Esto parace ser un spoiler integrado en el parachoques. O una conjunto spoiler y parachoques. No confirma que el parachoques se llame spoiler.


----------



## Neretva

Manuel G. Rey said:


> Esto parace ser un spoiler integrado en el parachoques. O una conjunto spoiler y parachoques. No confirma que el parachoques se llame spoiler.


 

Sea integrado o no, también se le llama así cuando está en la parte delantera. Tu link nos lleva  SÓLO a una foto de un spoiler trasero, también llamado alerón trasero. Quiero dejar claro que se puede llamar spoiler tanto al trasero como al delantero. Lo de llamar al parachoques spoiler depende mucho de ambiente donde se use. Es muy raro que un amante del tuning diga paracoches, suele decir spoiler, aunque no sea exacatamento lo mismo.


----------



## Anemoah

Como aficionado al tuning me doy por aludido. Se le dice alerón o faldón  a las piezas que sobresalen de la carrocería original, normalmente para  estilizar la figura y/o hacerla más o menos aerodinámica. Spoiler se  utiliza sobre todo para las piezas traseras (más pequeñas) que se colocan en la parte  alta del coche.
Si lo que se modifica es el parachoques completo (en vez de añadirle piezas nuevas a uno original) se le llama de la misma manera, faldón, alerón o parachoques (_paraca _en la jerga).


----------



## Vampiro

Me parece que estamos confundiendo las peras con las manzanas.
Parachoques y spoiler no son lo mismo, ni parecido, ni similar.  Y un “entendido”, si entiende, no debería confundir los términos.
El parachoques ya está dicho para qué sirve.  Un spoiler tiene que ver con la aerodinámica del vehículo.
Pero este no es un foro para dar clases de mecánica.
_


----------



## Neretva

Anemoah said:


> Como aficionado al tuning me doy por aludido. Se le dice alerón o faldón a las piezas que sobresalen de la carrocería original, normalmente para estilizar la figura y/o hacerla más o menos aerodinámica. Spoiler se utiliza sobre todo para las piezas traseras (más pequeñas) que se colocan en la parte alta del coche.
> Si lo que se modifica es el parachoques completo (en vez de añadirle piezas nuevas a uno original) se le llama de la misma manera, faldón, alerón o parachoques (_paraca _en la jerga).


 

Pues por aquí se usa tanto faldón(parte delantera) como spoiler, como siempre depende de las zonas y de las generaciones.


----------



## Valeria Mesalina

Neretva said:


> Pues por aquí se usa tanto faldón(parte delantera) como spoiler, como siempre depende de las zonas y de las generaciones.



Anda, y yo que creía que un spoiler era un aguafiestas.

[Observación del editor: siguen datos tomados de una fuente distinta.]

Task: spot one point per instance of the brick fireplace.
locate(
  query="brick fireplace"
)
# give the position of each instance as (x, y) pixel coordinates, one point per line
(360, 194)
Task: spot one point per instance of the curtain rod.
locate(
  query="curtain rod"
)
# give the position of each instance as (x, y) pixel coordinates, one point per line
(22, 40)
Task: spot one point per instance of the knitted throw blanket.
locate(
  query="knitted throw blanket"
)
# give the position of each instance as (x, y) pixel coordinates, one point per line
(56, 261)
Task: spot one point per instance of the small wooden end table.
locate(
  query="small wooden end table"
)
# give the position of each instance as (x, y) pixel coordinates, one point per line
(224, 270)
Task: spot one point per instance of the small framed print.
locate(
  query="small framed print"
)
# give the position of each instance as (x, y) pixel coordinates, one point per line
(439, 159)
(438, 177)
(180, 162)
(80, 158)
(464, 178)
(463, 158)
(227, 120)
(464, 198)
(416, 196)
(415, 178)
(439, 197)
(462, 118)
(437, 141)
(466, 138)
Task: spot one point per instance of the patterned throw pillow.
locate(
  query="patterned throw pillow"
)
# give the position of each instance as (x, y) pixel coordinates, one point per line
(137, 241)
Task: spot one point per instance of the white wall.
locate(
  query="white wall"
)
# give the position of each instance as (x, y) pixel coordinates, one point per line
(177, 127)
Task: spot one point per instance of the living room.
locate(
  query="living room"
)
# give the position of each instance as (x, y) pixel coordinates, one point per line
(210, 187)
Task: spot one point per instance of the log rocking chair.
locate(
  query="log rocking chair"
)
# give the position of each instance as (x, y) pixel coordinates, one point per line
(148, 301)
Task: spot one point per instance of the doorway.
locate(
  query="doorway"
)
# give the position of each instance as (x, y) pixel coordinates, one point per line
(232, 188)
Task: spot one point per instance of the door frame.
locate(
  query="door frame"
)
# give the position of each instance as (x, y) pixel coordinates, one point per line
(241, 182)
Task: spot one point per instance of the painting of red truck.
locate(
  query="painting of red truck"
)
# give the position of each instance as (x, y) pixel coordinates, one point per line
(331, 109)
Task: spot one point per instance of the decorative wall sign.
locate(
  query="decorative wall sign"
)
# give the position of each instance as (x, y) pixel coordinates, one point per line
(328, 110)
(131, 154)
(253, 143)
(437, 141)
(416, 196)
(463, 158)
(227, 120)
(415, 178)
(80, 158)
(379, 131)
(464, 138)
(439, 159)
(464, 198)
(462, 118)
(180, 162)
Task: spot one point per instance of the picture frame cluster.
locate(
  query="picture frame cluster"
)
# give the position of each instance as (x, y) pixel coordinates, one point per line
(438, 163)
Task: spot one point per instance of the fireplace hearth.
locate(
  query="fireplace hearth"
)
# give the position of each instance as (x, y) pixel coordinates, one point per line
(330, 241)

Ahora resulta que un coche lleva un faldón como si fuera un bebé para bautizar que puede ser o no ser un spoiler según el tuning pero no un parachoques que viene integrado en la carrocería y lo que se añada a mayores lo convierte en un tanque - o eso me pareció ver en un link.


----------



## Janis Joplin

Neretva said:


> Pues por aquí se usa tanto faldón(parte delantera) como spoiler, como siempre depende de las zonas y de las generaciones.



Ya decía yo que esos me recordaban a los faldones de los caballos de rejoneadores, por acá les llamamos spoilers a falta de otra palabra.  Sin embargo a los spoilers que van sobre la cajuela (maletero) les llamamos alerones.


----------



## Anemoah

Vampiro said:


> ...
> Parachoques y spoiler no son lo mismo, ni parecido, ni similar.  Y un “entendido”, si entiende, no debería confundir los términos.




Me autocito diciendo que _"Spoiler se utiliza sobre todo para las piezas traseras (más pequeñas)  que se colocan en la parte alta del coche."
_No era mi intención mezclar los términos, pensé que me había expresado bien. 
Perdón por los errores.


----------



## Vampiro

Anemoah said:


> Me autocito diciendo que _"Spoiler se utiliza sobre todo para las piezas traseras (más pequeñas) que se colocan en la parte alta del coche."_
> No era mi intención mezclar los términos, pensé que me había expresado bien.
> Perdón por los errores.


Me refería a la discusión que se generó antes de tu intervención, en la que se trataba de aclarar si spoiler y parachoque eran lo mismo.
Creo que lo que dijiste fue bastante claro, al menos para mi.
Saludos.
_


----------



## Anemoah

Perdón entonces por citarte sin motivo, pensé que te referías a mi jeje
... yo y mis delirios


----------



## Vikinga-Guadalupana

bailarín said:


> Hola, VG. Hace mucho que no se cruzan nuestros caminos. Sip, en contexto de los autos. Entonces, ¿cómo se dice "la defensa" en la parte trasera?


Si, eso de no escribir es malo *wink*

Lamento el malentendido, yo estaba dando el ejemplo porque tu pregunta decia "defensas", y es defensa (delantera O trasera). Si por alguna razón necesitas habalr de ambas, entonces si usas defensas (Pinté las defensas de colores).

En México ya vienen de fábrica (en los carros) y los tumbaburros se los pone el usuario. No tengo idea si son legales o no.

Saludos!


----------



## bailarín

Muchas gracias a todos por pasar tanto tiempo en esto.  Se lo agradezco a todos ustedes.  Y hablando de "pinté las defensas de colores", ahora me voy a pintar de colores (creo que eso es una locución mexicana que quiere decir que me voy).


----------